The two journalists, who had just finished the first broadcast of their twice-daily news program, were driving home from work in Florencia, a city in southern Caquetá Department that is a former stronghold of the Revolutionary Armed Forces of Colombia (FARC), the country’s largest leftist guerrilla group. More recently, the town has become a power base for an anti-Communist paramilitary group linked to the right-wing United Self-Defense Forces of Colombia (AUC).
García told CPJ that the gunman first shot Vásquez and then aimed at him. Vásquez’s slumped body intercepted the second bullet, which merely brushed García, who was able to give the authorities a detailed description of the killer. The next day, García began receiving threatening phone calls. On July 9, an anonymous caller warned him to leave Florencia on pain of death.
In addition to witnessing the killing, García had assisted Vásquez in documenting corruption implicating local government officials and members of the FARC, the journalist told CPJ.
The journalists had also investigated Caquetá governor Pablo Adriano Muñoz, who was reportedly elected with support from the FARC, for allegedly embezzling public funds. Muñoz accused Vásquez of “persecuting” him, whereupon Vásquez filed a defamation suit against the governor. Vásquez’s lawyer, Carlos Alberto Beltrán, had to flee Florencia after a failed attempt on his life, according to García.

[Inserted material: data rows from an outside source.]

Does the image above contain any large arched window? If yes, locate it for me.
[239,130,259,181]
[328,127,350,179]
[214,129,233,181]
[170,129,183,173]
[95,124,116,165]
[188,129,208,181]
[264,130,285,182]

Vásquez stated during one of his broadcasts that if anything happened to him or his family, it would be the governor’s fault.
García reported that Vásquez’s last broadcasts dealt with an AUC communiqué in which the organization announced changes in its local leadership and promised to refrain from kidnapping and extortion.
The journalist’s murder followed those of the station’s former news director, Alfredo Abad López, whom Vásquez had replaced, and another colleague, Guillermo Léon Agudelo. García, his wife, and their two young daughters have since left the country.
On July 11, CPJ issued an alert about Vásquez’s murder.